Hi guys,
so I'm studying time complexities of algorithms, I'm having some confusion with logarithms.
I understand what a logarithm is, let's say 2^3 = 8, so log 2(8) = 2^x = 8 which equals 3, so log 2(8) = 3,
or another way to think of it we have 8 how many times can we divide 8 by half until we reach 1, 8 -> 4 -> 2 - > 1 = 3 times
but using logarithms with algorithms kind of confuses me.
we have a binary tree with 7 items
1 2 3 4 5 6 7
|
X
/ \
X X
/\ / \
X X X X
|
so log(7) gives us 2, but this is wrong as we need log(n+1) which would be 8, so why we do we the number of nodes+1 to get the number of levels?

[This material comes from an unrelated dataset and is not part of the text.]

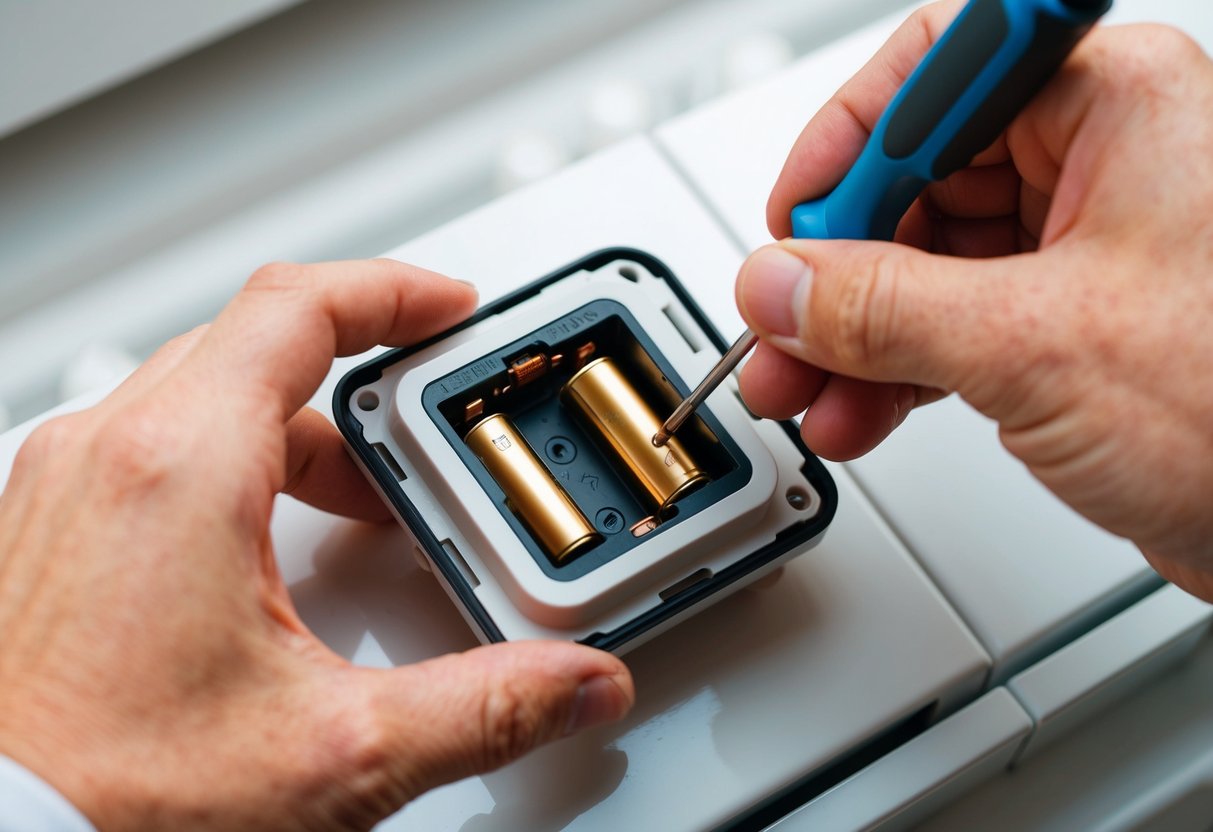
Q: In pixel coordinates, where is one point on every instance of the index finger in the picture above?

secondly why isn't it log(4)? for example if we had a function to find out how many levels of work a recursive algorithm would do on an array, let's say we have an array [1,2,3,4,5,6,7,8]
we would do log(8) to find the levels of work right?? ( why is it different with the binary tree? why do we use the number of nodes+1 and with the array algorithm we use the number of elements?
let me try draw an example it may explain it a little better
1 2 3 4 5 6 7 8 9
|
[1,2,3,4,5,6,7,8]
/ \
[1,2,3,4] [5,6,7,8]
/ \ \ /
[1,2] [3,4] [5,6] [7,8]
/ \ / \ / \ / \
[1][2][3][4] [5][6][7][8]
|
if we count an element as each [] then we have 15 [] , 1 in the first,2 in the second,4 in the third, 8 in the last, so log(15+1) = log(16) = 4
this gives us 4 levels of work, but if we do log(8) we get 3 levels, so which one is correct? and how come we use log(n+1) in a binary tree and log(num of elements in array) in finding levels of work? and lastly why log(n+1) but not log(num of elements in array+1)?